When I used to go out in hot weather, I was unable to sweat. My blood pressure would rise, I would get autonomic dysreflexia and a wide array of things. The summer after the surgery I was in Florida coaching a baseball academy –in the heat of the day in the hottest month, eight hours a day, it was hot but I was sweating. Also, I have feeling back when my bladder is full and can even void on my own. I used to have a bowel program, now it's when needed, as needed. Circulation in my body is better; I feel healthier overall, my skin has improved, I don't worry about pressure sores anymore. My cardiovascular is better. My lungs are better. My urologist a while back told me that in order to have kids I'd have to do this and that, and it was tens of thousands of dollars for everything to make it happen. More recently, he said I will be able to have a family completely normally.
When the stim is off, any motor function?
No. I am getting a little bit of toe movement but it's not enough or consistent enough to say I have motor function.
You still fire up the stimulator?
Two hours a day, an hour of standing and an hour of voluntary movement. I'm getting stronger everyday. I can stand independently for longer durations, without a break. I used to try for two or three reps. I can now pick my knee up and put it down, 40 times, that's huge progress.
A documentary is being made?
Yes, we want to show the process of what I've been through from surgery to the first few months of the training, We are also looking at doing a feature film, with more of my life story going in to it. My girlfriend is a screenwriter and actress, that's how I met her. We have a mutual friend from Portland. He called her and told her I was going through this amazing once-in-a-lifetime surgery, that we needed to document it. The only person he knew in Hollywood was Rachel; she put together a crew, came out as producer the night before the surgery, and filmed everything after that.

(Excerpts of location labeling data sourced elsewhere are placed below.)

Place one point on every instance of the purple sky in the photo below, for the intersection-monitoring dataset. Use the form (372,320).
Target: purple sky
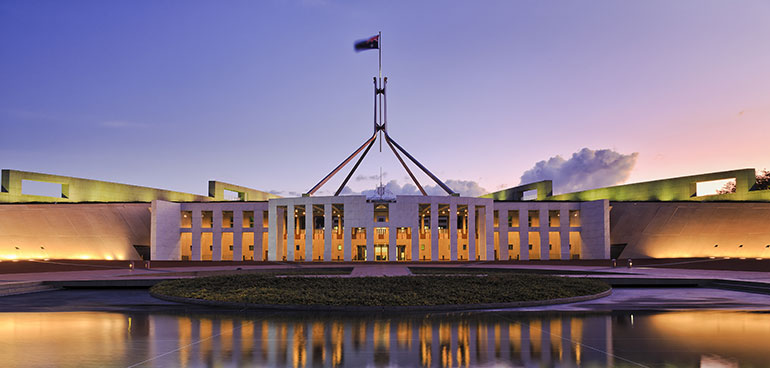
(269,94)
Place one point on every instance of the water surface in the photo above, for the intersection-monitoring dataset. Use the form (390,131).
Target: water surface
(554,339)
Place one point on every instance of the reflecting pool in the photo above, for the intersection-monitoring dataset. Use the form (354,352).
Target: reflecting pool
(495,338)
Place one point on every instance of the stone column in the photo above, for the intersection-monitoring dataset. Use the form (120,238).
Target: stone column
(453,231)
(502,231)
(392,249)
(416,235)
(216,238)
(328,232)
(524,233)
(545,225)
(238,235)
(564,233)
(195,253)
(489,230)
(273,232)
(471,232)
(290,224)
(346,238)
(434,231)
(370,243)
(309,231)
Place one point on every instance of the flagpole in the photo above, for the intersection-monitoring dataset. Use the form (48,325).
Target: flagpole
(379,50)
(379,54)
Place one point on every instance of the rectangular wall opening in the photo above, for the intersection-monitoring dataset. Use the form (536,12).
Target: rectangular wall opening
(186,219)
(42,188)
(248,219)
(207,219)
(534,245)
(714,187)
(338,222)
(231,195)
(381,213)
(554,219)
(514,247)
(533,218)
(529,195)
(247,247)
(227,219)
(185,245)
(513,218)
(574,218)
(227,244)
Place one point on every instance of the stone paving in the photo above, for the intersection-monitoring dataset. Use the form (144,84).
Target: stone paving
(390,269)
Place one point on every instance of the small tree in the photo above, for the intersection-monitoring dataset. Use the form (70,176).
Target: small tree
(763,182)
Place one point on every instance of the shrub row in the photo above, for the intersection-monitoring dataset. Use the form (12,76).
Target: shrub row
(379,291)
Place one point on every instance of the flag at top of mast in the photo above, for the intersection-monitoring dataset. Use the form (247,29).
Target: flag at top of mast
(368,44)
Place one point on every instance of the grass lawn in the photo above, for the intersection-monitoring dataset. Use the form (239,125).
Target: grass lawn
(379,291)
(494,270)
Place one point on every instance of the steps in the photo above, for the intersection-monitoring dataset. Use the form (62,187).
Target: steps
(24,287)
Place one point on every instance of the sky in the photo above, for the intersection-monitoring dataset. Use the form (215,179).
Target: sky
(270,94)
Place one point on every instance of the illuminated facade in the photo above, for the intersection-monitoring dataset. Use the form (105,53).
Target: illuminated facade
(660,219)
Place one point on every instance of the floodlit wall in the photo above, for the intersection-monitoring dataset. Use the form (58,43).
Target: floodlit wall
(686,229)
(73,231)
(86,190)
(532,230)
(674,189)
(182,224)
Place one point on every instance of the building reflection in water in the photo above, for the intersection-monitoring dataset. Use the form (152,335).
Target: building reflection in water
(445,340)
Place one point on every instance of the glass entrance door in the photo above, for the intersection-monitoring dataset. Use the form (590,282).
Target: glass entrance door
(361,253)
(380,252)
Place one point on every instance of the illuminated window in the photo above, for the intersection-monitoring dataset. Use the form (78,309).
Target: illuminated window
(187,219)
(227,219)
(574,218)
(248,219)
(207,219)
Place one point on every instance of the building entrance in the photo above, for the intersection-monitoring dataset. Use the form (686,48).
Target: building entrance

We fell in love.
How far do you see this going?
I want to thank the scientists and the Reeve Foundation for supporting them. The researchers will test this in others, fairly soon. Then, I believe in the next two to five years, we are going to see lot more development and refinement. There is a lot of work to do but with improved technology and better understanding of the biology, I think in a few years we will see this in a clinical setting, in wide use around world. Epidural stimulation and training – and perhaps a drug that will come along – will give so many the opportunity to recover. They didn't expect me stand on the third day. They didn't expect me to move my toes and knees and hips on command in seven months. They didn't expect me to take steps. No one knows what the future holds. In my mind, it's up to how hard I work. How hard I want it. How hard I push myself.